A Systematic Mapping Study of Empirical Studies performed with Collections of Software Projects
This addresses the problem of reduced representativeness and replication in software engineering experiments for researchers, but it is incremental as it maps existing practices without proposing new solutions.
The study tackled the lack of standardized strategies for selecting software projects in empirical software engineering research, finding that 72% of 122 studies used their own guidelines and only 27% used existing project collections, with no evidence of a standardized framework or statistical methods linking to selection strategies.

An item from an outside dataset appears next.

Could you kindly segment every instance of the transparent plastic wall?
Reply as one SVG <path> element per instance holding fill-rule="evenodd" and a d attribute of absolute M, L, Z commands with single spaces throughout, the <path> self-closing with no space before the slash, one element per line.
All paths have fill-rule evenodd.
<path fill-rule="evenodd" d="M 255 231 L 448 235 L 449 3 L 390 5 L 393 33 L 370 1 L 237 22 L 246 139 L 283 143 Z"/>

Context: software projects are common resources in Software Engineering experiments, although these are often selected without following a specific strategy, which reduces the representativeness and replication of the results. An option is the use of preserved collections of software projects, but these must be current, with explicit guidelines that guarantee their updating over a long period of time. Goal: to carry out a systematic secondary study about the strategies to select software projects in empirical studies to discover the guidelines taken into account, the degree of use of project collections, the meta-data extracted and the subsequent statistical analysis conducted. Method: A systematic mapping study to identify studies published from January 2013 to December 2020. Results: 122 studies were identified, of which the 72% used their own guidelines for project selection and the 27% used existent project collections. Likewise, there was no evidence of a standardized framework for the project selection process, nor the application of statistical methods that relates with the sample collection strategy.